Connie Wu, PhD, University of Michigan is a Research Assistant Professor in the Life Sciences Institute and an Assistant Professor in the Departments of Biomedical Engineering and Pharmaceutical Sciences at the University of Michigan. Her lab launched in January 2023 and focuses on (1) the development and translation of ultrasensitive single-molecule detection technologies for diagnostic applications in Alzheimer’s disease and cancer; and (2) multifunctional RNA therapeutics for cancer immunotherapy. Connie obtained her B.S. in chemical engineering from Yale University, where she worked with Dr. Paul Van Tassel in designing porous layer-by-layer polymer films for tissue engineering applications. She pursued her Ph.D. in chemical engineering at MIT in Dr. Paula Hammond’s lab, where she engineered a highly potent small interfering RNA (siRNA) nanoparticle delivery system via nucleic acid engineering and polymer chemistry approaches. She then transitioned to the diagnostics field for her postdoctoral research in the lab of Dr. David Walt at Brigham and Women’s Hospital and the Wyss Institute at Harvard University, where she pioneered ultrasensitive single-molecule detection methods that can measure attomolar (10-18 M) protein concentrations with versatile multiplexing capabilities. In parallel, she developed ultrasensitive digital assays for detecting the long-interspersed element-1 (LINE-1) retrotransposon-encoded protein ORF1p in blood as a highly specific multi-cancer biomarker. Connie is a Biological Sciences Scholar at the University of Michigan and was the recipient of multiple fellowships during her Ph.D. and postdoctoral training, including an NSF Graduate Research Fellowship, MIT Presidential Fellowship, and NIH Ruth L. Kirschstein F32 Postdoctoral Fellowship.
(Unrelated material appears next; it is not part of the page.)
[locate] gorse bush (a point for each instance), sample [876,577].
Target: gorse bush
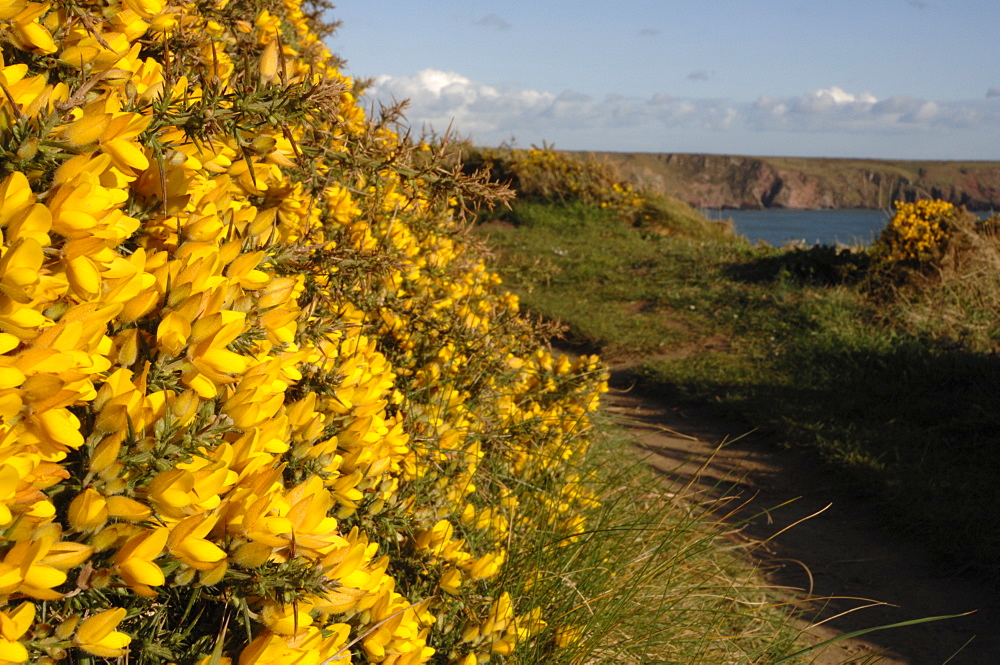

Arthur Zhou, PhD, University of Michigan is a Postdoctoral Research Investigator in the Department of Computational Medicine and Bioinformatics at the University of Michigan. His primary research interest is the discovery and analysis of structural genomic variation within human populations and its impact on health and disease. Structural variations (SVs) have long been known to shape population diversity and lead to many genetic disorders. By combining bioinformatics pipelines and the data from variable genomic technologies, we can explore the SVs’ origins, distribution, and mutational processes. An outstanding problem in the field is that many SVs are potentially overlooked, lying in complex genomic regions that hinder the discovery by traditional methodologies and bioinformatics pipelines. One category of genomic variation, repetitive retrotransposable elements, is of particular interest to my current research. By developing novel analytical tools and leveraging cutting-edge genomic technologies, particularly the emerging long-read sequencing technologies, we can penetrate these intricate regions and resolve these cryptic SVs as we have never done before.

Elisa Torres, PhD, RN, Wayne State University is an Associate Professor at Wayne State University, College of Nursing. Dr. Torres’ program of research involves physical activity and the brain. Her current research aims to determine if biological aging is a mechanism by which physical activity is associated with less risk for Alzheimer’s disease.